Page MenuHomePhabricator

Unable to move a corrupt file on commons: [[:commons:File:Нева.jpg]]
Closed, ResolvedPublic

Description

The first revision is missing and I can't delete this revision. Moving the whole file also fails. If it would not be in use, I would try to temporarily delete the whole file and restore only the non-corrupt version. But Commons Delinker is very fast :P

http://commons.wikimedia.org/wiki/File:Нева.jpg

The person requesting the move wanted one of the following new names:

  • File:Neva River and Palace Embankment, 2009-07-24.jpg
  • File:Вид на Неву и Дворцовую наб. с Троицкого моста, 2009-07-24.jpg

Version: unspecified
Severity: normal

Details

Reference
bz34934

Event Timeline

bzimport raised the priority of this task from to High.Nov 22 2014, 12:09 AM
bzimport set Reference to bz34934.

See also full list of files with empty oi_archive_name
http://toolserver.org/~kalan/commons-broken.txt (tab-separated, 1864 row)

(select was "select * from oldimage where oi_archive_name=''")

next file that exists but is not shown http://commons.wikimedia.org/wiki/File:Khajuraho_India_-_Lakshman_Temple_-_Sculpture_15.JPG

http://upload.wikimedia.org/wikipedia/commons/archive/f/f4/20120324100019!Khajuraho_India_-_Lakshman_Temple_-_Sculpture_15.JPG

And here it turns out a real problem of the timestamp based storage:
https://commons.wikimedia.org/w/api.php?action=query&prop=imageinfo|info&iiprop=size|timestamp|url&iiurlwidth=365&titles=File:%D0%9D%D0%B5%D0%B2%D0%B0.jpg&iilimit=10&format=jsonfm

{

"timestamp": "2011-09-23T21:32:56Z",
"size": 3352071,
"width": 3072,
"height": 2304,
"thumburl": "https:\/\/upload.wikimedia.org\/wikipedia\/commons\/thumb\/archive\/a\/a5\/20110923213256%21%D0%9D%D0%B5%D0%B2%D0%B0.jpg\/365px-%D0%9D%D0%B5%D0%B2%D0%B0.jpg",
"thumbwidth": 365,
"thumbheight": 274,
"url": "https:\/\/upload.wikimedia.org\/wikipedia\/commons\/archive\/a\/a5\/20110923213256%21%D0%9D%D0%B5%D0%B2%D0%B0.jpg",
"descriptionurl": "https:\/\/commons.wikimedia.org\/wiki\/File:%D0%9D%D0%B5%D0%B2%D0%B0.jpg"

},
{

"timestamp": "2011-09-23T21:32:56Z",
"size": 3310009,
"width": 3072,
"height": 2304,
"thumburl": "https:\/\/upload.wikimedia.org\/wikipedia\/commons\/thumb\/archive\/a\/a5\/\/365px-%D0%9D%D0%B5%D0%B2%D0%B0.jpg",
"thumbwidth": 365,
"thumbheight": 274,
"url": "https:\/\/upload.wikimedia.org\/wikipedia\/commons\/archive\/a\/a5\/",
"descriptionurl": "https:\/\/commons.wikimedia.org\/wiki\/File:%D0%9D%D0%B5%D0%B2%D0%B0.jpg"

}

Yes, the same timestamp -> result:
comment #1

I ran a cleanup script on all orphaned commons files and didn't fix this particular file row. I'll need to see how many empty oi_archive_name rows are left and consider just deleting those rows.

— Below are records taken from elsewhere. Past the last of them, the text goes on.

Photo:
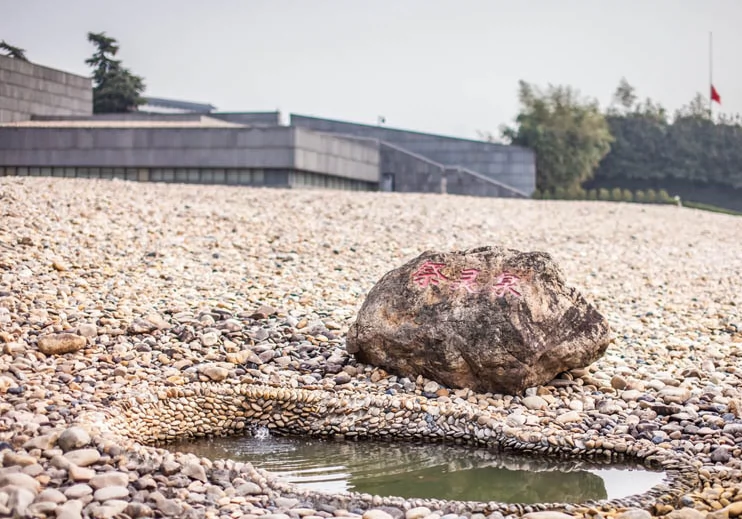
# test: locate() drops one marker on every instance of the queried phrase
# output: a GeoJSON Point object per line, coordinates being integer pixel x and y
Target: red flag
{"type": "Point", "coordinates": [715, 95]}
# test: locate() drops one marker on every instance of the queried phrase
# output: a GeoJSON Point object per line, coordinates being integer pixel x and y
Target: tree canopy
{"type": "Point", "coordinates": [690, 146]}
{"type": "Point", "coordinates": [568, 133]}
{"type": "Point", "coordinates": [115, 88]}
{"type": "Point", "coordinates": [12, 52]}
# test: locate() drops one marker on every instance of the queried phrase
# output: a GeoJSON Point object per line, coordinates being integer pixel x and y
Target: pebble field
{"type": "Point", "coordinates": [113, 292]}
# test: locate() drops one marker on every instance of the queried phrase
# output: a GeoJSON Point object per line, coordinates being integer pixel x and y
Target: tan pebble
{"type": "Point", "coordinates": [60, 343]}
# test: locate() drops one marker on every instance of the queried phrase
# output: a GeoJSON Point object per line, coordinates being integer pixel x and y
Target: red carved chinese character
{"type": "Point", "coordinates": [467, 280]}
{"type": "Point", "coordinates": [506, 283]}
{"type": "Point", "coordinates": [429, 272]}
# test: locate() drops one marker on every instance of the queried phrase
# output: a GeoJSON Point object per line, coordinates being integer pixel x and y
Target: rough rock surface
{"type": "Point", "coordinates": [491, 319]}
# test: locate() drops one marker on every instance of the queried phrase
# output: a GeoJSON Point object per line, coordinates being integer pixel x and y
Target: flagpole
{"type": "Point", "coordinates": [711, 74]}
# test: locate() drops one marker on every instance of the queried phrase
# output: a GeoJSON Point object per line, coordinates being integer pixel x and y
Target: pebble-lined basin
{"type": "Point", "coordinates": [414, 470]}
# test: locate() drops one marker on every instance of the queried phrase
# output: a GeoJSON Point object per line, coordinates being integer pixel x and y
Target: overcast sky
{"type": "Point", "coordinates": [431, 65]}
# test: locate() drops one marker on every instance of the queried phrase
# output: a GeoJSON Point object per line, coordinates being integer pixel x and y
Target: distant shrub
{"type": "Point", "coordinates": [576, 193]}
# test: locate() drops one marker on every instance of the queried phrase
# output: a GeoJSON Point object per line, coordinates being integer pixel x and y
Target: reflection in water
{"type": "Point", "coordinates": [427, 470]}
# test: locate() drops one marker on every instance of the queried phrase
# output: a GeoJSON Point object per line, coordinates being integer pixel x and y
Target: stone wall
{"type": "Point", "coordinates": [28, 89]}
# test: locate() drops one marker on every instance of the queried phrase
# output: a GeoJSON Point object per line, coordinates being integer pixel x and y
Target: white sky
{"type": "Point", "coordinates": [442, 66]}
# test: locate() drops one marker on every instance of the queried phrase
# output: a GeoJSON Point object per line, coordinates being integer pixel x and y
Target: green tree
{"type": "Point", "coordinates": [624, 98]}
{"type": "Point", "coordinates": [664, 197]}
{"type": "Point", "coordinates": [115, 88]}
{"type": "Point", "coordinates": [569, 134]}
{"type": "Point", "coordinates": [12, 52]}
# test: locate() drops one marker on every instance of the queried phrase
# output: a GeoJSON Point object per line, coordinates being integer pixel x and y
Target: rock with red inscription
{"type": "Point", "coordinates": [490, 319]}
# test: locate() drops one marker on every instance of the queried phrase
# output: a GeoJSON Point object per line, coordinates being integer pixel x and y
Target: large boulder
{"type": "Point", "coordinates": [491, 319]}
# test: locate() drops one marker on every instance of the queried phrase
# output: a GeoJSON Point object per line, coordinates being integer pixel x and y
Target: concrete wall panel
{"type": "Point", "coordinates": [411, 172]}
{"type": "Point", "coordinates": [145, 147]}
{"type": "Point", "coordinates": [27, 89]}
{"type": "Point", "coordinates": [335, 155]}
{"type": "Point", "coordinates": [498, 161]}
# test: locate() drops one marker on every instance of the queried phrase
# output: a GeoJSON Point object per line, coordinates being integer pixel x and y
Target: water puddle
{"type": "Point", "coordinates": [426, 470]}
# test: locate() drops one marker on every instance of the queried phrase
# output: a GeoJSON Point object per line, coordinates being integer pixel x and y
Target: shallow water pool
{"type": "Point", "coordinates": [441, 471]}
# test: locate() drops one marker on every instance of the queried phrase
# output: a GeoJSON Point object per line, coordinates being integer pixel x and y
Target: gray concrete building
{"type": "Point", "coordinates": [512, 166]}
{"type": "Point", "coordinates": [199, 145]}
{"type": "Point", "coordinates": [27, 89]}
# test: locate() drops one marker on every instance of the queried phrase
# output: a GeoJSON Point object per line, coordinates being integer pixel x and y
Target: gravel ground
{"type": "Point", "coordinates": [183, 283]}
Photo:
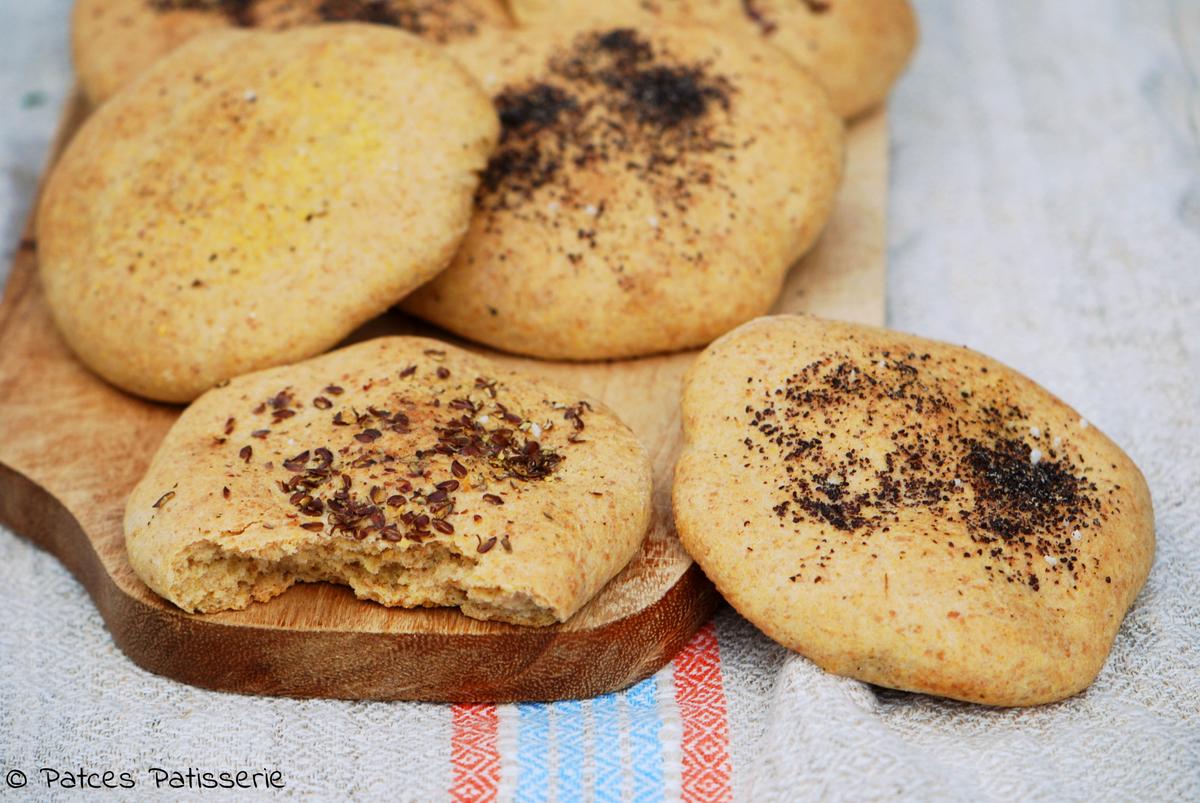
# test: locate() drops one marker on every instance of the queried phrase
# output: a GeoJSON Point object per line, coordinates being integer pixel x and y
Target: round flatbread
{"type": "Point", "coordinates": [649, 192]}
{"type": "Point", "coordinates": [114, 41]}
{"type": "Point", "coordinates": [411, 471]}
{"type": "Point", "coordinates": [255, 198]}
{"type": "Point", "coordinates": [857, 48]}
{"type": "Point", "coordinates": [909, 513]}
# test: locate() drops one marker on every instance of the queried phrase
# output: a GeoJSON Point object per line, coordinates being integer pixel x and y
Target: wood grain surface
{"type": "Point", "coordinates": [71, 448]}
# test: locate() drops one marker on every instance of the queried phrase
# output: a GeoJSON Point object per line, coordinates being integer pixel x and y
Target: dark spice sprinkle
{"type": "Point", "coordinates": [610, 97]}
{"type": "Point", "coordinates": [377, 12]}
{"type": "Point", "coordinates": [297, 463]}
{"type": "Point", "coordinates": [367, 436]}
{"type": "Point", "coordinates": [960, 456]}
{"type": "Point", "coordinates": [238, 12]}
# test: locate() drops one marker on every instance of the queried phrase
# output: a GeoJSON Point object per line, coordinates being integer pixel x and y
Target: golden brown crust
{"type": "Point", "coordinates": [403, 467]}
{"type": "Point", "coordinates": [114, 41]}
{"type": "Point", "coordinates": [909, 513]}
{"type": "Point", "coordinates": [649, 192]}
{"type": "Point", "coordinates": [857, 48]}
{"type": "Point", "coordinates": [255, 197]}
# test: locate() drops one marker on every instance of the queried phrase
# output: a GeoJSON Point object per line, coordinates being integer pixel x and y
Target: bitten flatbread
{"type": "Point", "coordinates": [408, 469]}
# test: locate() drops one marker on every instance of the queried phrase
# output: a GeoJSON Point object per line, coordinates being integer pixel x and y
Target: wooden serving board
{"type": "Point", "coordinates": [71, 449]}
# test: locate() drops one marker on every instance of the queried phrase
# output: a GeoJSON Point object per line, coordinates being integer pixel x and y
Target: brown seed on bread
{"type": "Point", "coordinates": [407, 517]}
{"type": "Point", "coordinates": [857, 48]}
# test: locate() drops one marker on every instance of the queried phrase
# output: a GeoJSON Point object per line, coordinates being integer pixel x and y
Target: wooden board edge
{"type": "Point", "coordinates": [279, 661]}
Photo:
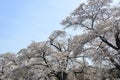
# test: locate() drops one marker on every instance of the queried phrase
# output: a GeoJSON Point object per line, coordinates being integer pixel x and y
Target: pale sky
{"type": "Point", "coordinates": [24, 21]}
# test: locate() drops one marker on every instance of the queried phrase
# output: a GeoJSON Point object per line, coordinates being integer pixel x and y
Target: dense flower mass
{"type": "Point", "coordinates": [92, 55]}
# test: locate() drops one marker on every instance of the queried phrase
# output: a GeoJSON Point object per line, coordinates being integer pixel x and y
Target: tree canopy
{"type": "Point", "coordinates": [92, 55]}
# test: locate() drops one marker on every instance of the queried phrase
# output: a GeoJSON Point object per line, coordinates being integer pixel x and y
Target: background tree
{"type": "Point", "coordinates": [92, 55]}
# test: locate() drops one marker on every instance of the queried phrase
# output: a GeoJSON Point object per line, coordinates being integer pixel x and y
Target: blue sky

Directly deleting the rows? At least you should keep a backup before...

(In reply to comment #5)

and consider just deleting those rows.

This will lead to inconsistency with OploadLog, is not?

Note what are two difference cases:

Example #1 - http://commons.wikimedia.org/wiki/File:Нева.jpg - empty 'oi_archive_name' value

Example #2 (comment #1) - http://commons.wikimedia.org/wiki/File:Viestura_ordenis.jpg - valid 'oi_archive_name' value, but "File not found" (corrupt file storage)

Moving this down in priority only because Aaron is working on what he believes is the root cause (bug 36132), and I want to move this down below that on his list of stuff to do. With any luck, this will automatically get fixed as a result of that.

(In reply to comment #6)

Directly deleting the rows? At least you should keep a backup before...

Of course. Though I don't plan on doing that anymore after looking at some of the examples more. It nice to at least see some of the history more clearly (without consulting action=history), so I'd prefer to leave the stub rows.

What can be more easily fixed is just changing the doDBUpdates() function of LocalFileMoveBatch. The line "$status->failCount += $total - $affected;" results in negative values in this case, causing the 'imageinvalidfilename' error.